Can you explain to me as I still don’t get the thryiod , why I need Levo? And where I can get it from if no doctor will prx me it? How much T3 should I be taking ?
Also do you have any idea on my ferrtin levels why they dropped so much? And what I can do about it? Many thanks
As soon as we take any dose of T3 the pituitary sees this and TSH reduces...turning your own thyroid hormone output down. In effect, becoming more hypothyroid.
Hence vitamin levels dropping
That why T3 is much more difficult to manage than levothyroxine. Same thing does happen with levothyroxine too, but not at such small doses, usually not till up near full replacement dose
Taking any replacement thyroid hormones, doesn’t “top up” your own thyroid output...it replaces it
Levothyroxine is easier to tolerate in early stages.
As you are on hydrocortisone you would need to be very careful starting on small dose levothyroxine and increasing very cautiously
Has endocrinologist established why you have such low cortisol
Sorry I should I have said these tests were down before endo prx t3.
One endo think my SST was down wrong then next endo said that some ppl just fall out within range my
Morning cortisol was 216 rise was 300odd I have argued till I’m blue in the face. Spent so much money on endos even saw one that was recommend from the pituarty foundation she can’t makes sense of my results either. Low SST results then next passed so when she got the pass she gave up on me. The last cortisol test I done results were
9am 418 rise 520 and she stopped my HC I spent about 5 months bedridden again and then I saw a functional doc who done a saliva cortisol and I was rock bottoms low and now I’m back on HC. Still no dx. It was secondary then it could have been pituarty then we isdi mri ruled that out. I asked for other testing all was refused.
What about armour thyriod ? Would that be a better one to tolerate if on cortisol if so could you pm me where I. Can get it from and dose to start off with? It has been beyond a nightmare with endos I really don’t ever want to see another again! Xx
No TPO. And I won’t get back of a doc office for a good few months now plus my GP has never done these always had to pay to see a private endo. & they sucked. Yeh strict gluten free now for almost 3 years haven’t noticed anything different in stil severely sick.
I can’t get my doc or endo to prx me levo. Could you pm where I CN get it from? Thank you 💛
Do you use a weekly pill organiser? If you don't you really should - they can be extremely helpful. I take some of my supplements just three times a week, others might be four times a week, some are every day, and I would never remember without the pill organiser what I need to take on any particular day. I save money with the pill organiser too because I reduce the risk of taking more than I need.
You don't need as much B Complex as you are taking, but I wouldn't suggest stopping it altogether. You could take your B Complex just four or five days a week. Another alternative is to cut down from 2 tablets to 1, on say, four days a week. There are lots of possibilities.
Finding the right maintenance dose for anything is a trial and error process that may take ages to get right.

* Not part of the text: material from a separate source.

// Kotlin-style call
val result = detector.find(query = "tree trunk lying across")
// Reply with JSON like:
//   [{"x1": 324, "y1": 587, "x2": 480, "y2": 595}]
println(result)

But it saves money when you do get it right.
Thank you yes I have a pill box and lovely rainbow one from amazon. Any ideas how to up vitamin d as I was supplementing that with k2 and mag cirate also my ferritin levels dropped too? Thank u
If you want to try iron supplements that's a big subject. They can be bought from pharmacies in the UK without prescription as long as the pharmacist agrees. I've only been refused once, and on that occasion I just went to another pharmacy from a different chain. Personally, I usually buy from Lloyds Pharmacies or Tesco Pharmacies.

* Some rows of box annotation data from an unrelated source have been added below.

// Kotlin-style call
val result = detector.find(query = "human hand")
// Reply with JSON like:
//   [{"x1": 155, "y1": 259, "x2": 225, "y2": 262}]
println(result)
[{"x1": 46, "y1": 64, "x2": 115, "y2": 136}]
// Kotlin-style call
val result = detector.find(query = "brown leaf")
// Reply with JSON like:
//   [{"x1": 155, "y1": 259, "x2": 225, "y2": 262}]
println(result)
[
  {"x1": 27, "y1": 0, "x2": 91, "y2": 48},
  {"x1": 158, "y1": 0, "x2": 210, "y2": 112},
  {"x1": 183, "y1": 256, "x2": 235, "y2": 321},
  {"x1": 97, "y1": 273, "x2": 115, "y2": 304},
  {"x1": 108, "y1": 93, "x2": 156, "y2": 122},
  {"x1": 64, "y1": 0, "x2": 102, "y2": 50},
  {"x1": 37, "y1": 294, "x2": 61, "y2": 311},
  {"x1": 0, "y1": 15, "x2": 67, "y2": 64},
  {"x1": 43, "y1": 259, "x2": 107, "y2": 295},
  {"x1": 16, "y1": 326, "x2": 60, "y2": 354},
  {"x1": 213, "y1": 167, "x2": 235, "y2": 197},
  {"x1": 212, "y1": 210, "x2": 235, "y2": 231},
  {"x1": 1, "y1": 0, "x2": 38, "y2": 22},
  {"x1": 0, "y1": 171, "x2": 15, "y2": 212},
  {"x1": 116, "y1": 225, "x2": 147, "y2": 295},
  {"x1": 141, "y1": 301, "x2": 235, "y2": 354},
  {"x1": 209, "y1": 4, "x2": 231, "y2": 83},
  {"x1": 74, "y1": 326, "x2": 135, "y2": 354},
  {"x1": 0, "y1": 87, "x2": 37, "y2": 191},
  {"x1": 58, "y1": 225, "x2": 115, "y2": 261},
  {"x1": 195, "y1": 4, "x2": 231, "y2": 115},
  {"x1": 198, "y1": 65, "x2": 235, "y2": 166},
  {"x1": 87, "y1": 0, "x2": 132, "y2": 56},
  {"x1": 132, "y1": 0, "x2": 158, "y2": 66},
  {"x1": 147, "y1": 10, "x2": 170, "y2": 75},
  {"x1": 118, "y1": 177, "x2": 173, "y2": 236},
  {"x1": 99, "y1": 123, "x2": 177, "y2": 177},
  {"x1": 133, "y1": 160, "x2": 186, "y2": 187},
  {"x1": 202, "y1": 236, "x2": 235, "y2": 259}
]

Iron can be supplemented in several different ways. For info on the different types of supplements available :
Ferrous sulfate and ferrous fumarate contain roughly the same amount of iron per tablet. Ferrous gluconate contains roughly half the iron of ferrous fumarate.
When I was very iron deficient I took ferrous fumarate 210mcg :
Note there are 84 tablets per box of ferrous fumarate 210mg which is enough for 1 tablet, 3 times a day, for 28 days. Each tablet contains 69mg iron. So three per day totalled 207mg iron per day. That is the dose I took when I was very severely deficient, and is the maximum anyone should ever take. In practice people should avoid taking the maximum possible dose because most people won't need it and iron is poisonous in overdose.
I would suggest one tablet, twice a day would be ample in your case, and even one per day may be sufficient and is what I would suggest trying first. There has been some recent research suggesting that taking iron on alternate days helps improve absorption.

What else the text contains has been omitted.